Throughout the continent’s history, coups have been closely linked to ethnic grievances. This is particularly true when the military is packed with one ethnic group and does not reflect the population it serves. What emerges is a belief that access to power and career advancement is tied to ethnicity.
“We can link a large number of coups to ethnicity,” Dr. Olayinka Ajala, lecturer in politics and international relations at Leeds Beckett University, told ADF. “Ethnicity has always been an issue when you look at governance, democracy and the rule of law.”
In Niger, now-deposed President Mohamed Bazoum is from the Ouled Slimane group, which is composed of ethnic Arabs who trace their origin to Libya. They are a small minority in Niger, perhaps representing only about 0.5% of the population. Coup leader Gen. Abdourahmane Tchiani is from the Hausa ethnic group that is a majority in the country.
Observers say ethnicity presented a problem for Bazoum from the moment he took office.
“Presidents who inherit constituencies where they come from a minority, … they feel like they are under siege,” Dr.

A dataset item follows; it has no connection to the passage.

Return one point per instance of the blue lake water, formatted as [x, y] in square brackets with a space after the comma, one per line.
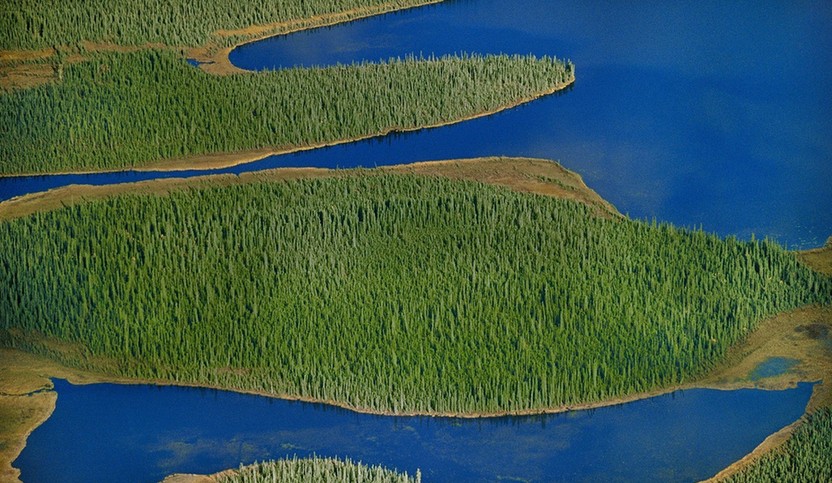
[142, 433]
[711, 114]
[771, 367]
[700, 113]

Edgar Githua, an international relations and diplomacy expert at the U.S. International University in Nairobi, told Voice of America. “You are in the minority and the other people who control government are from other ethnic groups who believe, or do not feel, you deserve to lead them.”
Ethnic anger was fueled by persistent, unfounded rumors that Bazoum is a “foreigner.”

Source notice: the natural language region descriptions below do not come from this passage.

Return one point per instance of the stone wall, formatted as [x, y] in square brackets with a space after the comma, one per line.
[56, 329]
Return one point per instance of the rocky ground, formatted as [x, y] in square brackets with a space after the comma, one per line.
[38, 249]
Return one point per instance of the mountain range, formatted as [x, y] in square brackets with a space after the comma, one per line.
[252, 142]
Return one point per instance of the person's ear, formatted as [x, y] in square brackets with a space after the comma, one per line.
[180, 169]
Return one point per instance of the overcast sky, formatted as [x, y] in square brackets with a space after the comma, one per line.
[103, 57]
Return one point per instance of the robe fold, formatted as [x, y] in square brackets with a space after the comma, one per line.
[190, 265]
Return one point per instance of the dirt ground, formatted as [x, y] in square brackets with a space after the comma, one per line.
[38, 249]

Ajala said ethnic divisions are a problem in the Nigerien military. Former President Mahamadou Issoufou attempted to modernize the military by recruiting more Soldiers from minority ethnic groups, including the Tuaregs, and instituting a quota system. But the divisions and unequal access to top posts persisted.
“These things take a while to materialize for the smaller ethnic groups to reach the top of the ladder,” Ajala said. “It takes in the range of 20 to 30 years for an officer to grow up through the ranks and become a brigadier general or general … So we can see that the military is still predominantly led by the Hausas because the quota system will take a while for officers to get to the top.”

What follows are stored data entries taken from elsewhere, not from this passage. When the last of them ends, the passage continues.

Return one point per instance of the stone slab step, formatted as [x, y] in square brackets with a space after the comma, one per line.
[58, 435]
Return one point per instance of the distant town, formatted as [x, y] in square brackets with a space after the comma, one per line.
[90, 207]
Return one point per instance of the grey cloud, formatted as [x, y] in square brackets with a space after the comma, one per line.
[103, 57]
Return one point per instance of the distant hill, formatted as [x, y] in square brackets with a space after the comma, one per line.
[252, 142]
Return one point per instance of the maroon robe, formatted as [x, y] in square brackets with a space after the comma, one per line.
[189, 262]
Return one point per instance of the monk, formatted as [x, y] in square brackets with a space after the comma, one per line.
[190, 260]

Ajala said any attempt by Bazoum to restructure the military was bound to be met with stiff resistance. “Through interviewing people and talking to people on the ground, I found out that ethnicity was a major problem within the military,” Ajala said. “There were then rumors of an impending restructuring of the military which would have resulted in the removal of Tchiani and that was one of the things that precipitated the coup.”
Throughout Africa’s post-independence history, leaders have engaged in what is called “ethnic stacking” of the military. This occurs when a strongman ruler fills the upper ranks of the armed forces with members of a loyal ethnic group. In the short term, leaders believe this insulates them from coup attempts.
“Ethnic stacking encourages security force loyalty and decreases coup risk by currying in-group favoritism, linking patronage opportunities to shared ethnicity, and binding soldiers to the fate of their leader,” wrote researcher Kristen Harkness in the paper, “The Ethnic Stacking in Africa Dataset: When leaders use ascriptive identity to build military loyalty.”
In the long term, however, ethnic stacking can actually lead to coups since groups on the outside see the only path to achieve military or political power is at the point of a gun. Likewise, when political power changes hands, as occurred in Niger in 2021, the ethnically aligned military feels threatened and may be inclined to launch a coup.
“Ethnic exclusion from important state institutions, including potentially the military, creates inequality and group grievances that can motivate rebellion,” Harkness wrote.
Ethnic stacking also decreases effectiveness of the armed forces. Other strategies, including “counterbalancing,” where leaders concentrate ethnicities in different paramilitary units to avoid a center of power, also tend to decrease battlefield effectiveness and lead to long-term instability.
In a comprehensive analysis, Harkness found that 33.3% of African leaders ethnically stack security institutions.
It is unknown to what degree ethnic grievances played a role in the Niger coup. But Ajala said history shows that in relatively small militaries like Niger, ethnic divisions and unequal access to top posts tend to cause trouble.
“Regardless of how you structure this, you will still not be able to satisfy everyone,” Ajala said, “Because there are not enough posts to go around. And you will discover that one ethnic group will still dominate, and this is what we are seeing in Niger.”